Jobless Claims Up; More Cuts Expected

Bloomberg News

WASHINGTON - The average number of workers filing new claims for jobless benefits rose to a two-and-a-half-year high last week as layoffs at auto plants and steel mills hastened the cooling in economic growth, government figures showed.

The four-week moving average of claims rose 1,250 in the week that ended Dec. 2, to 345,250, the Labor Department reported. That is the highest since mid-July 1998, when strikes hobbled production at General Motors Corp.

Mickey Levy, chief economist at Banc of America Securities in New York, said the rise "is consistent with business efforts to trim production and labor in response to the slowdown in product demand." He said he expects "a further moderation in employment gains, which will result in a rising level and duration of unemployment."

Internet and electronic commerce businesses accounted for 8,329 of the 44,152 job cuts announced by companies last month, the employment firm Challenger, Gray & Christmas reported. The auto industry accounted for 8,306 of the announced cuts.

More layoffs can be expected. Delphi Automotive Systems Inc., the world's largest auto parts maker, has said it plans to idle more than 1,700 workers indefinitely in Michigan, New York, and Ohio starting this week. DaimlerChrysler AG had earlier announced that as many as 13,600 workers would be furloughed in Toledo and Detroit last week. Ford Motor Co. said it was halting production at North American plants.

Heavy industries shed jobs in the Midwest, according to Thursday's report. Wisconsin officials reported an increase of 16,919 people filing first-time claims Thanksgiving week. Indiana reported an increase of 1,267 claims, which were the result of layoffs in machinery, primary metals, and transportation equipment.

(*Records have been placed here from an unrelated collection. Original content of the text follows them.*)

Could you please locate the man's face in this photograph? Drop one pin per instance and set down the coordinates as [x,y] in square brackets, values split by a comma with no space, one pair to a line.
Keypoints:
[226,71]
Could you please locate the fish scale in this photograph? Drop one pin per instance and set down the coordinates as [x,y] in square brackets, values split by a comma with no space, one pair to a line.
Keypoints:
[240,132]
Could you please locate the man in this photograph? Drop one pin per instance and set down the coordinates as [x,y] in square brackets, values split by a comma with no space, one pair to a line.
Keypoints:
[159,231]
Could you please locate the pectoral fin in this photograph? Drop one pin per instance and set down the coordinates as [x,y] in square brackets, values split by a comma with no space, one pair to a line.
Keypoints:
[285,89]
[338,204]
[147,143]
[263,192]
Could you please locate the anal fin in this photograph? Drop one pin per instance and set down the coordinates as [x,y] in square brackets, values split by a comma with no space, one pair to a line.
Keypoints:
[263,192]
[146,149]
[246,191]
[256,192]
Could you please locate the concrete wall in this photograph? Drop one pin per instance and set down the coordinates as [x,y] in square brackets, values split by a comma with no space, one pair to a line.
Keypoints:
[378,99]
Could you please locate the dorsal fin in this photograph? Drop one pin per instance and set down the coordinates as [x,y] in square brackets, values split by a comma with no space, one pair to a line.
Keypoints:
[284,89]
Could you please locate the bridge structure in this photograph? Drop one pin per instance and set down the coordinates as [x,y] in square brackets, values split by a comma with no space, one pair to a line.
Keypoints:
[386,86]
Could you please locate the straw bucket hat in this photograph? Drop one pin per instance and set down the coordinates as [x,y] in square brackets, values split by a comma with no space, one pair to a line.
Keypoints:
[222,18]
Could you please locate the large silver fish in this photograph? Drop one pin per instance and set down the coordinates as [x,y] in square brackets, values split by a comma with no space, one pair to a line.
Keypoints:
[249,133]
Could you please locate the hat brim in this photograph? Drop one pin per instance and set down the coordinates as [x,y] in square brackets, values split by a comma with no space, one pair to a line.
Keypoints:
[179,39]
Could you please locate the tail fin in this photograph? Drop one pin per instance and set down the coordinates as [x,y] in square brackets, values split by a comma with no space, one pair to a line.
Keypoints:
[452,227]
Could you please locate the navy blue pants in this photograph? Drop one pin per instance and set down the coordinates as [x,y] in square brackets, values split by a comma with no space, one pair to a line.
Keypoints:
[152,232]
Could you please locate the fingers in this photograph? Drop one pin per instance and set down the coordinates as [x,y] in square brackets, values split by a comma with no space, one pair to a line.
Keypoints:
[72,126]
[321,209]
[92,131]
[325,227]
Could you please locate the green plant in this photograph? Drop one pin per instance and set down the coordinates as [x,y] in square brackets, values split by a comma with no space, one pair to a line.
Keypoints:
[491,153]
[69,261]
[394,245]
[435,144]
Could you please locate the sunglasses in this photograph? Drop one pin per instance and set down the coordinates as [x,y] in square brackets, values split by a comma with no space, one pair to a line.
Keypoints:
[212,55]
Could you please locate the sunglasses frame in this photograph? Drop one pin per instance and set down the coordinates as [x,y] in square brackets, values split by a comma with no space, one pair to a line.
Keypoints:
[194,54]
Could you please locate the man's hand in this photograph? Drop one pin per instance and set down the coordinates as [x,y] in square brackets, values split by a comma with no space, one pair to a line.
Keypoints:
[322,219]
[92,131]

Many employers are still having trouble filling vacancies. Analysts expect today's Labor Department report on employment to show a 4% jobless rate for November, which would be close to the 3.9% rates in October and September that tied a 30-year low reached in April.

"Labor markets have remained tight," Federal Reserve Chairman Alan Greenspan said in a speech Tuesday. "But the recent increase in initial unemployment insurance claims and the level of insured unemployment may be an early harbinger of an easing of these conditions."